Key research themes
1. How do thermodynamic and information-theoretic principles underpin self-organization in living biological systems across scales?
This theme investigates foundational principles explaining how biological self-organization emerges from physical laws, focusing on nonequilibrium thermodynamics, free-energy minimization, and information theory. It addresses how living systems maintain order against entropy, embody environmental models, and achieve multi-scale organization via minimizing variational free energy or entropy, uniting physical, informational, and biological dynamics.

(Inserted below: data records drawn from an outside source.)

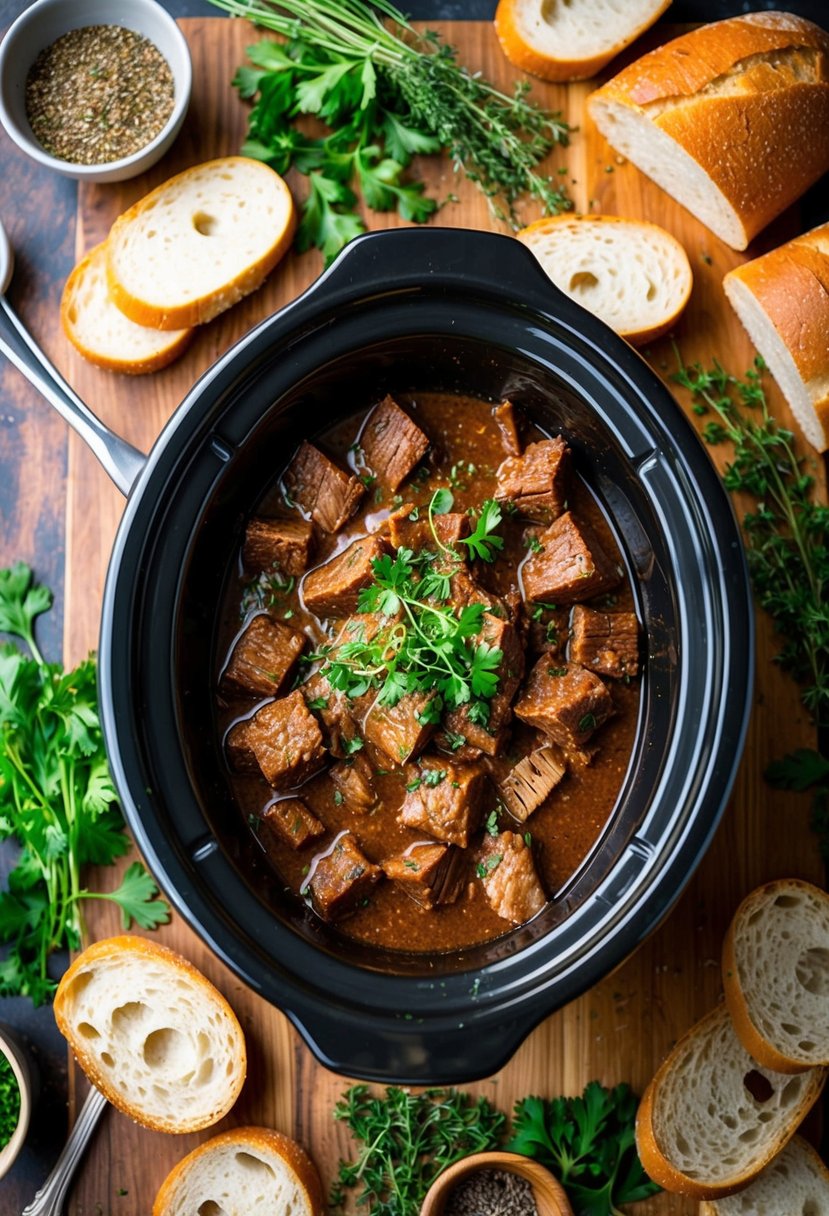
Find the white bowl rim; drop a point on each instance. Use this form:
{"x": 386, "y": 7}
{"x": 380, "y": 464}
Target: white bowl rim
{"x": 113, "y": 12}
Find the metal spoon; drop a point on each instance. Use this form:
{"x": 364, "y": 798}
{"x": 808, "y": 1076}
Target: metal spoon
{"x": 49, "y": 1200}
{"x": 119, "y": 459}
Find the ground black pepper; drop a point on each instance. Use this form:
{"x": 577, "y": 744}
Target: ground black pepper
{"x": 491, "y": 1193}
{"x": 99, "y": 94}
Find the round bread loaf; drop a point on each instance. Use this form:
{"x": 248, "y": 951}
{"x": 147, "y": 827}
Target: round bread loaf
{"x": 249, "y": 1171}
{"x": 776, "y": 974}
{"x": 631, "y": 274}
{"x": 199, "y": 242}
{"x": 152, "y": 1034}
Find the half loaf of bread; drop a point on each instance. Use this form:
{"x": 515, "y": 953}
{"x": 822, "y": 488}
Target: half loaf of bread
{"x": 152, "y": 1034}
{"x": 631, "y": 274}
{"x": 776, "y": 974}
{"x": 795, "y": 1181}
{"x": 571, "y": 40}
{"x": 199, "y": 242}
{"x": 732, "y": 119}
{"x": 711, "y": 1118}
{"x": 102, "y": 333}
{"x": 251, "y": 1171}
{"x": 783, "y": 302}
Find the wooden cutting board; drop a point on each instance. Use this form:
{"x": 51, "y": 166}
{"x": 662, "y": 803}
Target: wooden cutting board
{"x": 619, "y": 1030}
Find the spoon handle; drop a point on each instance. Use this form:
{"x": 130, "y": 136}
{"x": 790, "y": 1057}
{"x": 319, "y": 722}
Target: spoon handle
{"x": 119, "y": 459}
{"x": 49, "y": 1200}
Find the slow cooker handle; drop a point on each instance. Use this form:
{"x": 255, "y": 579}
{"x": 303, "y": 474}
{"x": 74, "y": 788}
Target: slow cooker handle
{"x": 120, "y": 460}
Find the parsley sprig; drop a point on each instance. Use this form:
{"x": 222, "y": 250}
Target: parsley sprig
{"x": 388, "y": 93}
{"x": 56, "y": 800}
{"x": 590, "y": 1146}
{"x": 428, "y": 646}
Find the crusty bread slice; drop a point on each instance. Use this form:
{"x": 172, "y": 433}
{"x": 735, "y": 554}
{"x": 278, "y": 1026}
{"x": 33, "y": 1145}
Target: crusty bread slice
{"x": 783, "y": 300}
{"x": 198, "y": 242}
{"x": 732, "y": 118}
{"x": 102, "y": 333}
{"x": 794, "y": 1183}
{"x": 152, "y": 1034}
{"x": 570, "y": 39}
{"x": 711, "y": 1118}
{"x": 631, "y": 274}
{"x": 776, "y": 974}
{"x": 249, "y": 1171}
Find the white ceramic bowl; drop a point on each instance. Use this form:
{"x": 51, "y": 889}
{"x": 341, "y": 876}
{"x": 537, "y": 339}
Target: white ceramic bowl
{"x": 12, "y": 1048}
{"x": 41, "y": 24}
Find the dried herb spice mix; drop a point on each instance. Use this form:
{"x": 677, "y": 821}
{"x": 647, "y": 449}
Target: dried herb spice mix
{"x": 99, "y": 94}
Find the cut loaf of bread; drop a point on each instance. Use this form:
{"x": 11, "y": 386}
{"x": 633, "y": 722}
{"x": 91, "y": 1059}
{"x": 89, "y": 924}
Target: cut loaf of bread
{"x": 711, "y": 1118}
{"x": 783, "y": 302}
{"x": 631, "y": 274}
{"x": 199, "y": 242}
{"x": 249, "y": 1171}
{"x": 795, "y": 1182}
{"x": 776, "y": 974}
{"x": 102, "y": 333}
{"x": 732, "y": 119}
{"x": 570, "y": 39}
{"x": 152, "y": 1034}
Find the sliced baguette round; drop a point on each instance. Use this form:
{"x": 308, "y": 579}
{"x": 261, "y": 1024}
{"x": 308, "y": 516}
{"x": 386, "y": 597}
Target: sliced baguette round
{"x": 570, "y": 40}
{"x": 156, "y": 1037}
{"x": 732, "y": 119}
{"x": 776, "y": 975}
{"x": 795, "y": 1181}
{"x": 783, "y": 302}
{"x": 102, "y": 333}
{"x": 199, "y": 242}
{"x": 631, "y": 274}
{"x": 249, "y": 1171}
{"x": 711, "y": 1119}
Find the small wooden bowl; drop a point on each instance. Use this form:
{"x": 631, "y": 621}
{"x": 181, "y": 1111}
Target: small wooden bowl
{"x": 548, "y": 1192}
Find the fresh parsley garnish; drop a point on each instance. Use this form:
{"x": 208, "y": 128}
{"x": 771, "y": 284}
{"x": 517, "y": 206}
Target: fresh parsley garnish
{"x": 588, "y": 1143}
{"x": 387, "y": 93}
{"x": 56, "y": 800}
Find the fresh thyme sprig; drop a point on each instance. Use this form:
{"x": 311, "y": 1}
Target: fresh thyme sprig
{"x": 388, "y": 93}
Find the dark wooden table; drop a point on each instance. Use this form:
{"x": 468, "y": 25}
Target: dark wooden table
{"x": 38, "y": 210}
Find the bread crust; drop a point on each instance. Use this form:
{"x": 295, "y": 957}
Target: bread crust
{"x": 107, "y": 950}
{"x": 204, "y": 308}
{"x": 261, "y": 1138}
{"x": 661, "y": 1170}
{"x": 759, "y": 130}
{"x": 643, "y": 333}
{"x": 523, "y": 55}
{"x": 759, "y": 1047}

The convergence of physicochemical and informational frameworks sheds light on the universal mechanisms underlying life’s complex self-organizing behavior across spatial and temporal scales.
2. How does confinement influence and steer self-organization across physical and biological systems?

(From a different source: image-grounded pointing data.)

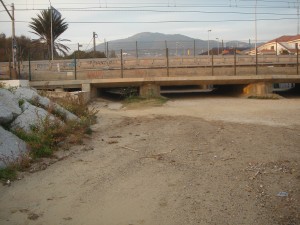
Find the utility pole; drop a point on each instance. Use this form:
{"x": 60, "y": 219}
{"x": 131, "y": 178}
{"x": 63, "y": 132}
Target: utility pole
{"x": 298, "y": 17}
{"x": 255, "y": 27}
{"x": 14, "y": 44}
{"x": 94, "y": 39}
{"x": 208, "y": 42}
{"x": 51, "y": 22}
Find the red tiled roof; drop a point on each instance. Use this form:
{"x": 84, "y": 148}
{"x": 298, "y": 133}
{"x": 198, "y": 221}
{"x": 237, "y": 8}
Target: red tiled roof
{"x": 286, "y": 38}
{"x": 267, "y": 50}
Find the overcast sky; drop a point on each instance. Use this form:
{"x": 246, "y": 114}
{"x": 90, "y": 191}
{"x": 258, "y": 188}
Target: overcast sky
{"x": 115, "y": 19}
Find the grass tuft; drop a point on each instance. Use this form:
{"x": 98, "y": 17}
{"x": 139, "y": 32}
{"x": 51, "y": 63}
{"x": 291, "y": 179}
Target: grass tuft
{"x": 8, "y": 173}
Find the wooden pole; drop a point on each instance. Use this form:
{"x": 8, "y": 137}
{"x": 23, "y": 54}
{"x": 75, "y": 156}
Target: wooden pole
{"x": 167, "y": 55}
{"x": 212, "y": 64}
{"x": 122, "y": 75}
{"x": 256, "y": 62}
{"x": 297, "y": 52}
{"x": 235, "y": 61}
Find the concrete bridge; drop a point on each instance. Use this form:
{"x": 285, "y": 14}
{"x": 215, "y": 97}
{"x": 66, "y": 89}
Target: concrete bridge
{"x": 258, "y": 85}
{"x": 251, "y": 75}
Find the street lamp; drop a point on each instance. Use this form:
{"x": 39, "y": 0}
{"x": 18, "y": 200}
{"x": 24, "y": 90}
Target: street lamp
{"x": 208, "y": 41}
{"x": 218, "y": 45}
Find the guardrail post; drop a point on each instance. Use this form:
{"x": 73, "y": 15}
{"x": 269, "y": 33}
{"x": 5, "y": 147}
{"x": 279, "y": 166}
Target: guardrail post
{"x": 167, "y": 55}
{"x": 122, "y": 75}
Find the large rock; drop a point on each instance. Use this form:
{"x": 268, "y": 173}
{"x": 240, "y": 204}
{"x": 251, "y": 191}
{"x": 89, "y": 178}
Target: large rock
{"x": 11, "y": 147}
{"x": 9, "y": 106}
{"x": 31, "y": 116}
{"x": 31, "y": 94}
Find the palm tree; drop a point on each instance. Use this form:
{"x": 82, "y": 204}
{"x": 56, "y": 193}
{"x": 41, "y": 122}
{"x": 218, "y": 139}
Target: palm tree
{"x": 41, "y": 26}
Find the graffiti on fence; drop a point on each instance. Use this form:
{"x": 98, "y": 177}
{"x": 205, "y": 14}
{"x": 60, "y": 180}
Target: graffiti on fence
{"x": 95, "y": 74}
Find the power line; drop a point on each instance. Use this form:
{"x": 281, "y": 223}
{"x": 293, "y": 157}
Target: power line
{"x": 166, "y": 21}
{"x": 164, "y": 11}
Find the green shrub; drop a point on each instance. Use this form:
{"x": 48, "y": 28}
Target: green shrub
{"x": 8, "y": 173}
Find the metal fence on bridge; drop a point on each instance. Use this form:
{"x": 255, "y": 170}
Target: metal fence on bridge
{"x": 182, "y": 58}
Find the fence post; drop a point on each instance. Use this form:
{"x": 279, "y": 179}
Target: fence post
{"x": 256, "y": 62}
{"x": 75, "y": 65}
{"x": 167, "y": 55}
{"x": 122, "y": 64}
{"x": 234, "y": 61}
{"x": 297, "y": 52}
{"x": 29, "y": 66}
{"x": 212, "y": 63}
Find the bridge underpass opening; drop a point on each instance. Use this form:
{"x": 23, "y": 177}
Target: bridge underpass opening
{"x": 117, "y": 93}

This research area focuses on the role of spatial and environmental constraints—termed confinement—in modulating the emergence and dynamics of self-organized structures and patterns in diverse systems. Confinement alters the degrees of freedom of units, shapes phase space probability distributions, and can act as a catalyst or inhibitor of collective phenomena. Understanding and manipulating confinement enables active control of pattern formation from molecular assemblies to crowds and ecosystems, advancing applications in materials science, biological tissue engineering, and sociotechnical systems.

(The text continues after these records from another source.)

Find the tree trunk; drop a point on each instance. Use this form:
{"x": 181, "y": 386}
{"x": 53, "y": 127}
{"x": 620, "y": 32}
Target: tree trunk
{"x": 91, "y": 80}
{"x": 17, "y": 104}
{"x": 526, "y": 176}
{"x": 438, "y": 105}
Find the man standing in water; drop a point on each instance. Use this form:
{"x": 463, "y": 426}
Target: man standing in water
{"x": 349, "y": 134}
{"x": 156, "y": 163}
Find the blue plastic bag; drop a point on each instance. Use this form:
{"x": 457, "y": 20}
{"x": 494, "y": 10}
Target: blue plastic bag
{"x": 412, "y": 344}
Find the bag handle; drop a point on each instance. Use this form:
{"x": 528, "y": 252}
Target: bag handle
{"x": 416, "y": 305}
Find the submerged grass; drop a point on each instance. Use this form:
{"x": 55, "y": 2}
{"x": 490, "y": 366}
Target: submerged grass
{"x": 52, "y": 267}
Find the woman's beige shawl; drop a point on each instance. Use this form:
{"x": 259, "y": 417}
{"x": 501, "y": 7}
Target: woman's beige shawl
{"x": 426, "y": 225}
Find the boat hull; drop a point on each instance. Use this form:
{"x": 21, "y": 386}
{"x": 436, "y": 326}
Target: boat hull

3. Can computational and neural-based clustering approaches model and reveal self-organizing principles in data and biological spatial structures?
This theme examines the application of self-organizing maps (SOMs) and related neural algorithms to understand, visualize, and predict complex spatial patterns, such as ecological invasions or biological grouping, revealing emergent structures in high-dimensional data. These methods exploit topological preservation and neighborhood relations to mimic natural self-organization, facilitating insights into how interactions at local levels yield global organization, and enabling the exploration of spatial dynamics and phase transitions in biological and artificial systems.